Elle aime courir pieds nus dans l'herbe humide de ton jardin, décorer ton chat  avec des guirlandes rouges jusqu'à l'étranglement, elle aime regarder les vaches en coin, elle aime renifler l'intérieur des livres tout neufs, elle aime porter les chaussettes de son père, la robe de chambre de son père, les tee shirts de son père, elle aime dormir à la place de son père.
C'est ta fille, ta o'e tamahine.

Elle aime t'envoyer des fleurs, même si tu es loin, elle aime briser les vases lorsque tu l'insultes, elle aime dire le contraire de ce que tu dis, elle aime caresser la peau de ton visage, elle aime poser sa tête sur ta poitrine. Elle aime entendre ta voix, elle aime écouter tes prières en tahitien, quand tu te recueilles sur la tombe de ta grand-mère.

C'est ta fille.

Elle aime quand les autres ne jugent pas, elle aime quand les autres la laissent seule, elle aime flotter sur le dos quand il n'y a pas de vagues, elle aime se réveiller le matin avec le chant des oiseaux, elle aime que le monde soit de toutes les couleurs, elle aime regarder la lune en pensant qu'elle y posera les pieds un jour, elle aime regarder les montagnes de son pays, emmitouflées dans des écharpes de coton gris et blancs, c'est ta fille.
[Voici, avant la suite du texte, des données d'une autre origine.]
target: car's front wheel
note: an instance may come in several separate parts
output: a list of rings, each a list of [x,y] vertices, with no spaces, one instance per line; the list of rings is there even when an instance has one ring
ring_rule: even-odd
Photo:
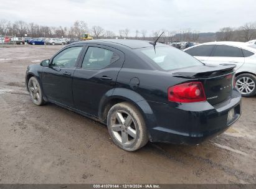
[[[27,88],[29,89],[31,98],[34,104],[40,106],[45,103],[42,96],[41,87],[36,77],[32,76],[29,79]]]
[[[250,97],[256,94],[256,76],[250,73],[243,73],[235,78],[235,87],[242,96]]]
[[[113,141],[125,150],[136,150],[148,141],[143,117],[135,106],[128,103],[118,103],[110,108],[107,125]]]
Elle aime regarder les rayons de soleil pris au piège dans les toiles d'araignées, à l'aube. Elle aime l'odeur des feuilles mortes et des champignons que tu viens tout juste de ramasser. Elle aime goûter à ta confiture de framboises et de fraises, elle aime sentir sur son ventre les félins qui ronronnent, elle aime tous les chiens qui ont la galle qui sont seuls et qui puent, elle aime les gens qui sont écolos et qui défendent les animaux. Et puis elle aime aussi le uru cuit au feu de bois, tremper le uru dans du punupuatoro bien gras et bien salé. Ah ça oui, elle aime manger, ta o'e tamahine.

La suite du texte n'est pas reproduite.